As tribes differed in their languages, so they differed in their customs; and the following traits are applicable to some tribes and not to others.

The stoicism of the Indian is well known; but that trait of his character has its qualifications. He shows the taciturn side of his nature to strangers, but the world is not so serious as his austere countenance would indicate. Among his own people he is a fun-loving, story-telling, game-indulging human being. There are degrees in their social status measured by what they have done and the property they have accumulated. They have their ideas of propriety, and are shocked that a man and woman should dance together. The men dance in a ring by themselves, and the women dance in an outer ring, while a drum gives accents to their movements. Usually they sing something mournful, its weird rhythm following one for days.

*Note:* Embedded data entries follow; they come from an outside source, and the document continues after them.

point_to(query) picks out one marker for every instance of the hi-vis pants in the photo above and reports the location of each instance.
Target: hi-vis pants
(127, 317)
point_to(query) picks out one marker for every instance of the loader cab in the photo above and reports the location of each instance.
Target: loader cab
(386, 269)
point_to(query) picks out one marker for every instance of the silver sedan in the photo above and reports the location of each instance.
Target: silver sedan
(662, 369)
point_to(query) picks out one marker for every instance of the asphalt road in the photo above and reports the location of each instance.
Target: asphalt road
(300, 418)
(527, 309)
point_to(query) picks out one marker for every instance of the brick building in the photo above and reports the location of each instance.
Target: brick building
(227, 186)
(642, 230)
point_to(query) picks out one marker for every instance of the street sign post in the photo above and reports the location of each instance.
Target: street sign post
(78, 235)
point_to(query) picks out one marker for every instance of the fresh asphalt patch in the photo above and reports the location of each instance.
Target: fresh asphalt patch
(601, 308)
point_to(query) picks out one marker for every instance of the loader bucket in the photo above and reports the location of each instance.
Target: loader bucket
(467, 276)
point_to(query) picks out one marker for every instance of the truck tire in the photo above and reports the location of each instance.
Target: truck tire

A child is usually named by its father, who walks abroad from the tent for that purpose, selecting the name of what he sees first that impresses him most. So they have such peculiar names as Rain in the Face, Yellow Mag-pie, Sleeping Bear, Thunder-cloud, Spotted Horse and White Buffalo. However, there are no white buffalo. They are black until the hot sun of each season fades the black to brown, which later sheds, to come out black again. When a buffalo hide is tanned on both sides, it becomes white, which gives rise to the name White Buffalo. They have but one name other than their tribal name. The name "squaw" was first found in the language of the Naragansett tribe of Indians and is doubtless an abbreviation of the word "Esquaw." Other tribes have their own peculiar name for women. The name squaw came into general use and spread all over the United States and Canada, was carried to the western tribes of Indians by the whites, and was used by all whites and all Indians. A squaw man is one who does a woman's work, or a white man who marries an Indian woman.

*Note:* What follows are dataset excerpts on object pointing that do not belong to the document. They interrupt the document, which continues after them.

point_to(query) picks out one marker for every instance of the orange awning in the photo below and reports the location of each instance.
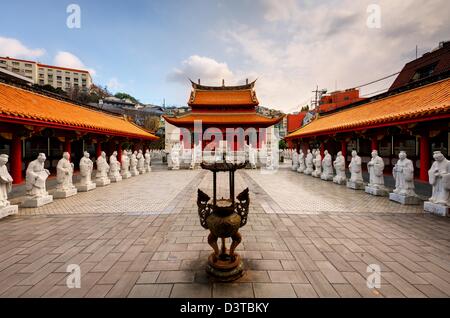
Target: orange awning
(21, 106)
(419, 104)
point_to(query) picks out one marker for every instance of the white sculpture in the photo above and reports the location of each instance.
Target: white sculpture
(148, 161)
(339, 166)
(36, 177)
(301, 162)
(439, 178)
(141, 162)
(317, 164)
(327, 165)
(403, 173)
(294, 166)
(125, 165)
(101, 177)
(309, 163)
(114, 168)
(175, 156)
(133, 164)
(356, 181)
(376, 179)
(5, 187)
(64, 174)
(86, 167)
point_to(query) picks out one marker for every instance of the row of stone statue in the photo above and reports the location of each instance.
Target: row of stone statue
(132, 164)
(403, 173)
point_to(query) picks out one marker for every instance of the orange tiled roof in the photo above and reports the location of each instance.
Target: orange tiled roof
(223, 97)
(420, 103)
(23, 106)
(223, 119)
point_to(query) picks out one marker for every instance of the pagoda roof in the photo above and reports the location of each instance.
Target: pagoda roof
(220, 118)
(21, 106)
(424, 103)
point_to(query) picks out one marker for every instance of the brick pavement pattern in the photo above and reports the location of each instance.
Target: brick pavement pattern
(305, 238)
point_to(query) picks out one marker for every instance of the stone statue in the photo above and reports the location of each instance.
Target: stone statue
(141, 162)
(294, 166)
(36, 177)
(309, 163)
(133, 164)
(64, 174)
(317, 164)
(327, 165)
(339, 166)
(403, 173)
(114, 168)
(125, 165)
(301, 162)
(86, 167)
(101, 178)
(356, 181)
(376, 179)
(439, 178)
(175, 156)
(148, 161)
(5, 187)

A youth does not tell a maiden of his love for her. That is told and answered by heart telepathy in the old, old way. He tells his father, who calls his relatives to a council and a feast, to consider the matter. Then the young man's mother carries the proposal to the mother of the maid, who tells it to the girl's father, and a meeting is called by him of his relatives and friends, where there is much feasting and speaking. The two mothers then meet, and accept for their children. The girl prepares a dish and carries it to the tent of the young man daily as a token of her intention to serve him all her days. When the tepee is ready, and the presents accumulated, and house keeping begins, they are husband and wife, all the former preliminaries having constituted the wedding ceremony.